The helm at Qantas Airways was taken over by Alan Joyce over five years ago. He was tasked with turning the flag carrier for Australia around, which at the time was losing large sums of money on international routes. Now, the son of an Irish cleaner is facing another problem, a domestic company under attack from its rival that has loads of cash from investors that are state-backed.
Qantas’ main rival Virgin Australia Holdings is willing, it appears, to suffer short-term pains regarding profit in its attempt to lure away customers from its bigger rival.
The strategy by Joyce of defending to the end a 65% share of the domestic market by increasing capacity and discounting tickets has come at a big price.

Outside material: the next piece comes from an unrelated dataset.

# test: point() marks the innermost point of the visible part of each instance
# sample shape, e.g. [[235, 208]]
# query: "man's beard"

In a perfect world for Qantas if they could hold off competition for as long as possible Virgin at some point might blink. That in turn has led some observers to question if the problem could be the CEO and the management itself at Qantas.

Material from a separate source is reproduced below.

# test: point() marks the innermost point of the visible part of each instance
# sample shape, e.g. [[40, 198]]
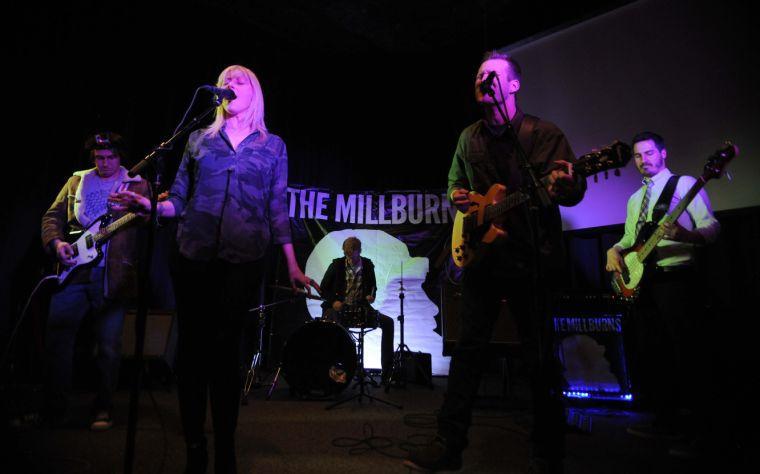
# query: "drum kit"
[[320, 358]]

From the point of view of an industry, some analysts have said that Qantas must be more flexible in ceding some of its market share.

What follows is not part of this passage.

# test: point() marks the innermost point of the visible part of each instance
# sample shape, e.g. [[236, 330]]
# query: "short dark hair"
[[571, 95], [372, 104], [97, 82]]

On Thursday, the challenges facing the airline will be put on the table for all to see, when it releases the first half fiscal results. The company has already announced a warning that losses for the six months ending December 31 could be as high as $271 million.
The warning came as a shock in December and sent its shares plummeting 15% helping it lose its rating of investment grade.
An airline spokesperson referred to the recent remarks by Gareth Evans the CFO, who said in keeping the market share of 65% allowed the airline to maximize profits by giving more destinations and times of travel to customers. The spokesperson said that CEO Joyce held the same opinion currently.
Rival Virgin Australia, formerly a discount carrier added seating for business class and increased routes to smaller destinations in the west, where each week people fly to work in the remote mines.